Title: A Little String Thing

Author:

Date: 03 August 2002 13:15:52 +01:00 or Sat, 03 August 2002 13:15:52 +01:00

Summary:

Body:

It is sometimes useful to be able to tidy up a string before further processing in a software system e.g. at the point where the user has entered the string via the user-interface. From this point on an assumption may be safely made that the string contains no formatting "surprises". Perhaps one of the hardest things to spot with strings is leading or trailing white space. As unlikely as it may seem this can cause systems to fail e.g. a table in a database cannot be found because leading white space in a table name is present. Trying to find such issues can really be like looking for a needle in a haystack.

By removing all non-significant white space (by that I mean leading and trailing white space) at the point where the string has just been entered by a user, such problems should not occur. Performing the operation at the point of entry of data into a system means that no further checks for leading/trailing white space need to be made in other parts of the code and provides for a single point of maintenance.

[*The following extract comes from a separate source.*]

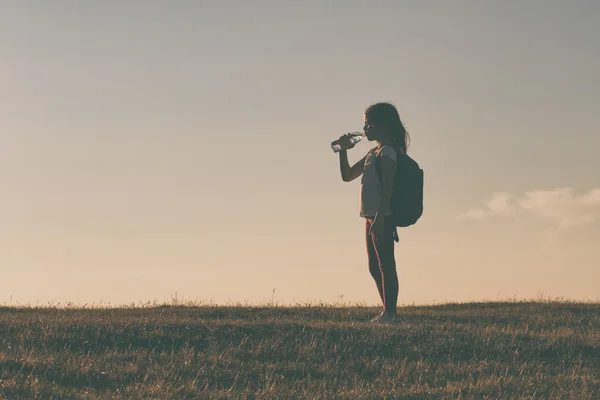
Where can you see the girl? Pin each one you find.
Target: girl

The project I have in mind uses the C++ standard library string class. Despite criticisms from some quarters that the string class has too many methods (a "Swiss army knife" of a string class, if you will) it certainly doesn't have any methods for removing leading and/or trailing white space. This means we have to code it ourselves. Well, the string class does provide "find" type methods so we could use those to locate specific portions of the string and extract the "real" part of the string. Below is some sample code:

#include <string>
#include <iostream>

namespace {
void rem_space(std::string& str) {
  typedef std::string::size_type pos_t;
  pos_t start = str.find_first_not_of(' ');
  pos_t end = str.find_first_of(' ', start);
  str = str.substr(start, end - start);
}

void show(const std::string& str) {
  std::cout << "Text is: *" << str << '*' << std::endl;
}

void test_it(std::string& str) {
  show(str);
  rem_space(str);
  show(str);
  std::cout << std::endl;
}}

int main() {
  using std::string;

  string test1("   abc   ");
  test_it(test1);

  string test2("   abc");
  test_it(test2);
    
  string test3("abc   ");
  test_it(test3);
    
  string test4("abc");
  test_it(test4);

  return 0;
}

On the face of it, the code seems to do the trick. The method rem_space in the anonymous namespace is really the heart of it and I guess the three lines of code speak for themselves (note that the clear names of the methods on the std::string class make the code almost self-documenting here). The start and end positions are not checked against std::string::npos here as such checks are unnecessary in this context (but they should be checked for start > end - more later).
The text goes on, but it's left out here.